PROTOCOL OUTLINE: This is a randomized, double-blind, placebo-controlled study. Participants are stratified by participating institution. Participants are randomly assigned to receive either oral tamoxifen or oral placebo every day for 5 years in the absence of breast cancer development or pregnancy. Participants are followed every 6 months for 5 years; then annually for 5 years.
PROJECTED ACCRUAL: 7,000 women will be entered at a rate of 200-500 women/institution/5 years.
Eligibility
Ages Eligible for Study: 35 Years - 70 Years
Criteria
PROTOCOL ENTRY CRITERIA:
--Population Characteristics--
- Women with at least 1 risk factor for developing breast cancer, as follows: Ages 45-70 (with at least a 2-fold risk): First-degree relative developed breast cancer at age 50 or less; First-degree relative developed bilateral breast cancer 2 or more first- or second-degree relatives developed breast cancer; Nulliparous and a first-degree relative developed breast cancer; Benign biopsy with proliferative disease and a first-degree relative developed breast cancer; Lobular carcinoma in situ; Atypical ductal or lobular hyperplasia in a benign lesion
- Ages 40-44 (with at least a 4-fold risk) *: 2 or more first- or second-degree relatives developed breast cancer at age 50 or less; First-degree relative with bilateral breast cancer developed the first breast cancer at age 50 or less; Nulliparous and a first-degree relative developed breast cancer at age 40 or less; Benign biopsy with proliferative disease and a first-degree relative developed breast cancer at age 40 or less; Lobular carcinoma in situ; Atypical ductal or lobular hyperplasia in a benign lesion
- Ages 35-39 (with at least a 10-fold risk) *: 2 or more first-degree relatives developed breast cancer at age 50 or less; First-degree relative with bilateral breast cancer developed the first breast cancer at age 40 or less; Lobular carcinoma in situ
- Entry of women who do not fit into these categories but with a clearly apparent family history indicating appropriate risk requires approval of the Working Party Chairman
- No malignant disease on mammogram with, as indicated, fine-needle biopsy or cytology within 1 year prior to entry
--Prior/Concurrent Therapy--
- Hormone replacement therapy for menopausal symptoms allowed at lowest effective dose; Not currently on tamoxifen; Not currently on anticoagulants
--Patient Characteristics--
- Age: 35 to 70
- Sex: Women only
- Menopausal status: Pre-, peri-, or postmenopausal
- Performance status: Not specified
- Life expectancy: At least 10 years
- Cardiovascular: No prior deep vein thrombosis
- Pulmonary: No prior pulmonary embolus
- Other: Psychologically and physically able to undertake therapy for 5 years; No other medical condition more serious than risk of breast cancer; No prior cancer except: Nonmelanomatous skin cancer; In situ cancer of the cervix; No pregnant women; Effective nonhormonal contraception required of fertile women
Location Information
Jack Cuzick, Study Chair, United Kingdom Coordinating Committee on Cancer Research
More Information
Publications
Cuzick J, Edwards R. Drop-outs in tamoxifen prevention trials. Lancet. 1999 Mar 13;353(9156):930. No abstract available.
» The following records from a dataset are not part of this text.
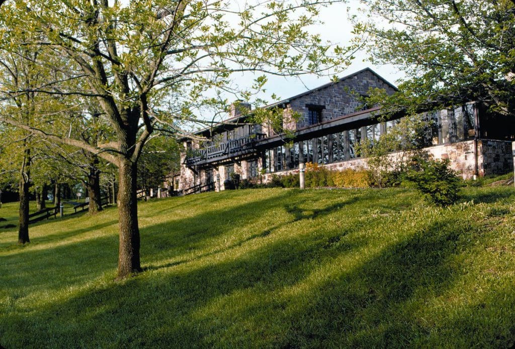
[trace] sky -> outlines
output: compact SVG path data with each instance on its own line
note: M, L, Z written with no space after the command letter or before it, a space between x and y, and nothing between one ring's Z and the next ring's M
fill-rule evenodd
M352 30L352 25L349 20L348 7L352 12L356 13L359 6L359 1L350 0L347 3L333 4L327 8L323 8L320 17L324 24L314 27L311 29L311 31L313 33L320 34L323 41L330 41L340 46L348 45L351 38L351 32ZM391 65L372 65L371 62L367 61L369 56L366 52L358 52L355 56L356 58L353 63L344 71L338 74L338 76L345 76L367 67L371 68L395 85L397 85L398 79L404 76L401 72ZM243 75L239 77L236 76L234 78L236 82L242 86L245 84L246 81L248 80L248 77ZM298 78L270 77L266 91L268 98L267 99L266 96L263 96L263 98L269 100L269 96L273 93L280 96L281 99L287 99L329 82L330 78L327 76L310 75L303 76Z

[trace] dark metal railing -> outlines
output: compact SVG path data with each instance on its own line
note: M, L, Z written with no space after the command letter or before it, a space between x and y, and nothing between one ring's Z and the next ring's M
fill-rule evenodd
M101 206L107 206L109 204L109 200L107 196L104 196L104 197L100 198L100 205ZM83 203L82 204L79 204L79 205L76 205L73 207L73 209L75 210L75 212L74 213L77 213L77 210L78 212L81 212L83 211L85 211L89 207L89 203Z
M182 195L189 195L191 194L198 194L204 192L213 191L215 190L215 182L210 182L207 184L197 184L182 191Z
M50 208L45 209L41 211L38 211L37 212L31 213L29 215L29 224L32 224L37 222L43 221L45 218L48 219L52 216L54 216L55 217L57 215L57 212L59 212L59 207L50 207ZM30 218L32 219L31 219Z
M202 161L223 155L230 156L238 153L254 151L253 144L256 141L263 139L266 136L264 133L254 133L241 138L232 139L219 144L195 150L194 156L187 156L186 158L186 164L188 166L193 166Z

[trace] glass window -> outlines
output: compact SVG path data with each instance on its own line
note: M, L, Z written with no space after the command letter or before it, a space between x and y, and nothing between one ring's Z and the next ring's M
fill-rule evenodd
M265 168L266 170L267 173L273 172L273 168L271 166L271 159L270 154L271 153L272 151L270 149L268 149L265 152Z
M322 144L322 137L315 138L317 144L317 162L322 163L323 159L323 144Z
M248 178L251 178L258 177L258 160L251 160L248 162L249 164L249 174Z
M302 142L302 154L304 155L304 162L313 162L313 141L312 139L305 140Z
M232 176L231 175L234 173L234 165L228 165L226 166L225 169L226 179L232 179Z
M214 176L213 173L213 169L205 170L205 185L209 185L214 181Z
M469 104L464 107L464 122L465 138L474 137L475 134L476 118L474 115L474 104Z
M340 148L340 134L335 133L331 135L332 141L331 144L331 152L333 155L333 162L340 161L341 148Z
M351 159L359 157L356 149L361 142L361 130L359 128L349 130L349 157Z
M440 142L438 124L438 112L430 112L427 115L427 140L426 144L436 145Z
M438 114L440 116L440 124L442 132L442 143L448 143L451 141L452 127L449 113L448 111L443 110L440 111Z
M300 148L299 143L294 143L293 149L291 150L291 161L293 164L291 168L297 169L299 167L299 162L300 161Z
M309 125L314 125L322 121L322 110L308 108L307 109L307 123Z
M323 160L324 163L329 163L329 137L324 136L322 137L323 141ZM320 162L320 161L319 161Z
M379 140L379 136L381 135L379 131L379 124L369 125L367 126L365 129L367 133L367 139L370 141L372 144Z
M340 132L338 134L339 137L339 148L340 149L340 157L338 159L338 161L342 161L346 160L347 151L347 142L346 140L347 131L344 131L343 132Z

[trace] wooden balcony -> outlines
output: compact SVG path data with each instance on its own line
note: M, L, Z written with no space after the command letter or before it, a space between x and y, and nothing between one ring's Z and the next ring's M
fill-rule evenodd
M203 149L194 150L192 156L186 157L186 164L192 168L255 153L256 150L254 144L266 136L266 135L263 133L255 133Z

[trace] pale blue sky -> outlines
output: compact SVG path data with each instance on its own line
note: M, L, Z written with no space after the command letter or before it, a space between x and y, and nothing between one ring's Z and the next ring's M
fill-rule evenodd
M347 9L350 8L351 12L356 13L359 6L358 1L351 0L347 3L334 4L329 7L323 8L320 17L325 22L324 24L313 27L311 30L314 33L320 34L324 41L330 41L341 46L348 45L351 38L352 25L348 19ZM367 61L368 57L368 55L365 51L357 52L352 64L345 71L337 74L338 76L345 76L369 67L396 85L398 84L398 80L403 77L401 72L391 65L373 65ZM234 77L236 83L242 86L246 83L250 83L251 82L249 81L250 77L243 75ZM286 99L329 82L330 78L327 76L318 77L315 75L303 76L299 78L270 77L266 93L268 97L266 96L263 97L265 99L269 100L269 96L272 93L282 99Z

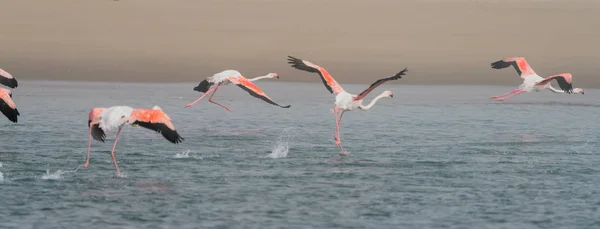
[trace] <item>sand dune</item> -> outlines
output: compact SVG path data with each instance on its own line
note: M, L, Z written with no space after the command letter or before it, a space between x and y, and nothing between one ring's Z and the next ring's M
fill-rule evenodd
M600 2L534 0L19 0L2 1L0 68L21 79L199 81L316 75L342 83L409 68L410 84L507 84L489 64L526 57L540 75L571 72L599 87Z

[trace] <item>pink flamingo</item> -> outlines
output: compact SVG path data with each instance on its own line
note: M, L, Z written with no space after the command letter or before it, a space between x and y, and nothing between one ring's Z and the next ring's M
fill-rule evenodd
M20 115L17 105L12 100L12 92L4 88L0 88L0 111L14 123L17 122L17 116Z
M366 105L366 106L362 105L363 98L365 96L367 96L367 94L369 94L373 89L375 89L376 87L378 87L379 85L382 85L383 83L385 83L387 81L401 79L402 76L405 75L405 72L408 71L405 68L404 70L398 72L394 76L379 79L379 80L375 81L375 83L371 84L371 86L369 86L369 88L367 88L360 94L353 95L353 94L350 94L350 93L344 91L344 89L342 89L342 86L340 86L340 84L338 84L338 82L336 82L335 79L333 79L333 77L327 72L327 70L325 70L325 68L323 68L321 66L318 66L311 62L301 60L301 59L298 59L298 58L295 58L292 56L288 56L288 63L292 64L292 67L294 67L296 69L304 70L307 72L318 73L321 76L321 80L323 80L323 84L325 84L325 88L327 88L327 90L329 90L330 93L336 94L335 106L333 107L333 113L334 113L334 117L335 117L335 134L333 135L333 138L335 140L335 144L340 148L342 156L348 155L346 152L344 152L344 149L342 148L342 143L340 140L340 124L342 122L342 117L344 116L344 112L355 110L355 109L359 109L359 110L363 110L363 111L369 110L369 109L371 109L371 107L373 107L373 105L375 105L377 100L379 100L381 98L385 98L385 97L390 97L390 98L394 97L394 95L392 94L391 91L384 91L383 93L381 93L380 95L375 97L373 100L371 100L371 103L369 103L368 105Z
M541 91L544 89L548 89L555 93L567 93L567 94L584 94L583 89L575 88L573 89L572 82L573 76L570 73L561 73L552 76L548 76L546 78L542 78L538 74L533 71L531 66L525 61L523 57L513 57L506 58L504 60L499 60L491 64L494 69L503 69L509 66L513 66L521 79L523 79L523 83L519 85L517 88L509 91L507 93L496 95L490 97L490 99L498 99L499 101L504 101L505 99L512 98L514 96L520 95L523 92L532 92L532 91ZM550 81L556 80L558 86L562 90L557 90L556 88L550 85Z
M171 123L171 118L162 111L158 106L152 109L133 109L128 106L114 106L109 108L93 108L90 111L88 126L90 128L90 136L95 140L104 142L106 134L104 131L110 131L118 128L115 143L113 144L110 155L112 157L117 175L121 175L117 160L115 159L115 147L121 133L121 128L125 124L132 126L141 126L161 133L162 136L171 143L177 144L184 140L175 130L175 126ZM88 137L88 154L84 167L88 167L90 161L90 144L91 140Z
M0 69L0 84L10 88L16 88L17 86L19 86L15 77L13 77L10 73L2 69Z
M277 73L269 73L265 76L259 76L259 77L253 78L253 79L246 79L245 77L242 76L242 73L240 73L236 70L225 70L225 71L216 73L216 74L208 77L206 80L200 82L200 84L198 84L198 86L194 87L194 91L202 92L202 93L204 93L204 95L200 96L200 98L196 99L194 102L186 104L185 107L191 107L192 105L194 105L195 103L200 101L202 98L204 98L204 96L206 96L209 92L212 91L212 94L208 98L208 101L211 103L217 104L217 105L227 109L228 111L231 111L231 109L229 109L229 107L213 101L212 97L213 97L213 95L215 95L215 92L217 92L219 87L233 83L233 84L239 86L240 88L244 89L245 91L247 91L250 95L252 95L256 98L262 99L267 103L270 103L270 104L273 104L275 106L279 106L282 108L289 108L290 105L281 106L281 105L273 102L273 100L271 100L271 98L269 98L262 90L260 90L260 88L258 88L255 84L253 84L251 82L251 81L256 81L256 80L266 79L266 78L279 79L279 75ZM217 85L215 88L210 88L211 86L213 86L215 84Z

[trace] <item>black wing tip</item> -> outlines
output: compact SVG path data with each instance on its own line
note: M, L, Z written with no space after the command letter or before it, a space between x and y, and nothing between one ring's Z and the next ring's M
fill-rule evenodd
M402 79L402 76L405 76L406 72L408 72L408 68L404 68L402 71L396 73L394 77L396 77L397 79Z
M494 69L503 69L503 68L508 68L511 65L511 63L510 62L506 62L504 60L499 60L499 61L491 63L490 65Z
M16 88L19 86L19 83L15 78L2 78L2 80L0 80L0 84L10 88Z
M179 144L185 140L185 138L181 137L176 130L172 131L163 131L163 137L165 137L169 142L173 144Z

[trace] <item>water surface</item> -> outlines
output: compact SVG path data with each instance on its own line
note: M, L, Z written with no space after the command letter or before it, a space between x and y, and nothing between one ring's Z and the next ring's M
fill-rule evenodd
M316 79L317 80L317 79ZM20 81L0 120L2 228L597 228L600 90L388 83L346 113L320 83L257 84L201 101L195 83ZM342 85L359 93L367 85ZM159 105L185 138L125 127L87 150L92 107Z

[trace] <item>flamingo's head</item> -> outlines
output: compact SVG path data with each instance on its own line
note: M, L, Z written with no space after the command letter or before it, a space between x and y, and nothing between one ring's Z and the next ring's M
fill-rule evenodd
M100 107L92 108L92 110L90 110L90 114L88 115L88 122L100 120L102 111L104 111L104 108L100 108ZM89 125L89 123L88 123L88 125Z
M394 94L392 93L392 91L384 91L383 93L384 93L384 94L385 94L387 97L394 98Z

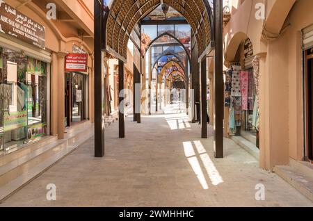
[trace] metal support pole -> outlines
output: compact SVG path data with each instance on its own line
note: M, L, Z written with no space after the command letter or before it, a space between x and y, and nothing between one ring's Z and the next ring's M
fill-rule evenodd
M201 61L201 138L207 138L207 57Z
M124 62L118 60L118 134L120 138L125 137L125 114L124 99Z
M135 64L134 64L134 121L140 124L141 120L141 73Z
M214 142L216 158L223 158L224 91L223 78L223 1L214 0L215 71L214 71Z
M102 1L94 1L95 4L95 45L102 45ZM102 73L103 55L102 47L95 47L95 156L104 156L104 77Z

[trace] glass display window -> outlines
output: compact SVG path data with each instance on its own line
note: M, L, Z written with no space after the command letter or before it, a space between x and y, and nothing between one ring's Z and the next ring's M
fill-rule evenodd
M47 65L0 47L0 151L47 134Z

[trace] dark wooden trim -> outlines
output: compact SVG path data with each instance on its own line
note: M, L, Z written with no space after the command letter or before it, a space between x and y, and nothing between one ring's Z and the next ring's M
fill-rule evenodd
M125 137L125 114L124 108L124 62L118 60L118 136L120 138Z
M141 73L134 63L134 121L141 123Z
M200 104L200 65L198 62L198 44L195 45L195 48L193 50L193 56L191 57L191 72L192 72L192 78L193 78L193 89L194 90L194 101L195 105L197 105L198 108L200 108L199 104ZM197 113L195 113L197 110ZM193 122L198 122L200 116L199 113L200 110L195 110L195 116L193 117ZM197 117L195 117L195 114L197 114Z
M214 156L224 157L224 82L223 76L223 1L214 0L215 71L214 71Z
M207 57L201 62L201 138L207 138Z
M189 24L186 20L141 20L142 25L157 25L157 24Z
M102 73L102 1L94 0L95 5L95 156L104 156L104 117L102 106L104 101L104 81Z

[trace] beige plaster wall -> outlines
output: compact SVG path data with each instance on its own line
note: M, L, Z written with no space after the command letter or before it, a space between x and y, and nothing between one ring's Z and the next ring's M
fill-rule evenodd
M235 59L245 37L250 38L260 57L260 165L272 170L303 157L301 29L313 24L313 1L266 1L266 27L280 28L273 40L262 37L263 22L254 17L252 4L261 1L245 1L234 10L224 28L225 63ZM282 27L287 28L280 35Z

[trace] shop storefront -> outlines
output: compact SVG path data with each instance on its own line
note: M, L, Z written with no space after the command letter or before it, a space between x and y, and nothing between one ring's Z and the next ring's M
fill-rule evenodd
M313 25L303 30L303 54L307 138L305 158L313 162Z
M88 120L88 54L69 54L65 58L65 126Z
M5 3L0 13L1 155L49 133L51 54L42 26Z
M229 108L229 135L241 136L259 147L257 58L249 38L237 51L238 62L225 72L225 106Z

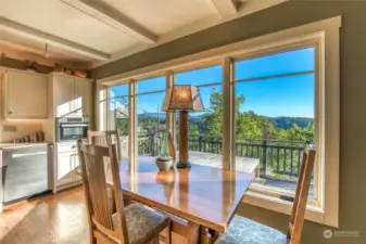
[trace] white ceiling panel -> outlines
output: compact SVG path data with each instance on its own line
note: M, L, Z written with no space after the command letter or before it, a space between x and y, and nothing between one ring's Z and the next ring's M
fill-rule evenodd
M138 41L60 0L0 0L0 15L41 31L115 53Z
M79 55L63 49L49 46L48 57L46 54L45 43L34 41L27 38L20 38L12 33L0 29L0 52L7 56L18 59L18 55L25 54L26 59L34 60L41 64L52 65L52 63L59 63L63 65L73 65L75 67L90 67L94 59ZM15 56L14 56L15 55ZM39 59L37 59L39 57Z
M102 0L154 34L217 15L211 0Z
M285 1L0 0L0 51L96 67Z

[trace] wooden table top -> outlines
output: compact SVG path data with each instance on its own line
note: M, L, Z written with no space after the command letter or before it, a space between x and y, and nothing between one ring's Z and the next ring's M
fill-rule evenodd
M159 171L155 159L119 165L124 194L167 214L225 232L254 174L192 164L190 169ZM108 180L108 183L112 183Z

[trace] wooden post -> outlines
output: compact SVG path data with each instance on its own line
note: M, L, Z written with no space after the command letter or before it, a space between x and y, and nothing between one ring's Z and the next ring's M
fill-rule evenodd
M188 112L179 112L179 162L178 168L190 168L188 162Z

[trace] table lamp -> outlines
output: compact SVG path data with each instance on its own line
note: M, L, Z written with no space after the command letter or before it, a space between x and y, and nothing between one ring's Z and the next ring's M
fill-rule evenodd
M188 112L203 111L200 90L190 85L173 86L162 106L164 112L179 112L179 162L178 168L190 168L188 159Z

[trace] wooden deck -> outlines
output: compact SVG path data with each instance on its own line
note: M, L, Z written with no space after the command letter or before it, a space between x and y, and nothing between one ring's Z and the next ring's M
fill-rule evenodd
M177 153L178 158L178 153ZM197 151L189 151L189 159L192 164L205 165L215 168L222 168L222 155L213 154L213 153L202 153ZM243 172L255 172L260 166L258 158L252 157L236 157L236 170ZM296 190L296 181L295 180L285 180L285 179L276 179L268 178L262 179L258 177L254 180L256 184L262 184L264 187L282 189L285 191L294 192ZM313 184L311 185L310 195L311 197L314 194Z
M177 153L178 158L178 153ZM189 160L192 164L222 168L222 155L189 151ZM242 172L255 172L260 166L260 159L250 157L236 157L236 170Z

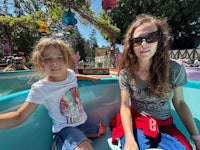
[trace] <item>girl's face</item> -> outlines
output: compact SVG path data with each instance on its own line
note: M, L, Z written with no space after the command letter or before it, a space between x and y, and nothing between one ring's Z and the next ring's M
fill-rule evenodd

Record last reviewed: May 2004
Last Updated: October 13, 2004
Record first received: November 1, 1999
ClinicalTrials.gov Identifier: NCT00002644
Health Authority: Unspecified
ClinicalTrials.gov processed this record on 2005-04-08
Source: ClinicalTrials.gov
Cache Date: April 9, 2005
Resources
- ¿Que es la prueba Pap? (Office of Population Affairs Clearinghouse, OPA, OPHS, OS, HHS)
- ¿Tengo cáncer del cuello del utero? (Office of Population Affairs Clearinghouse, OPA, OPHS, OS, HHS)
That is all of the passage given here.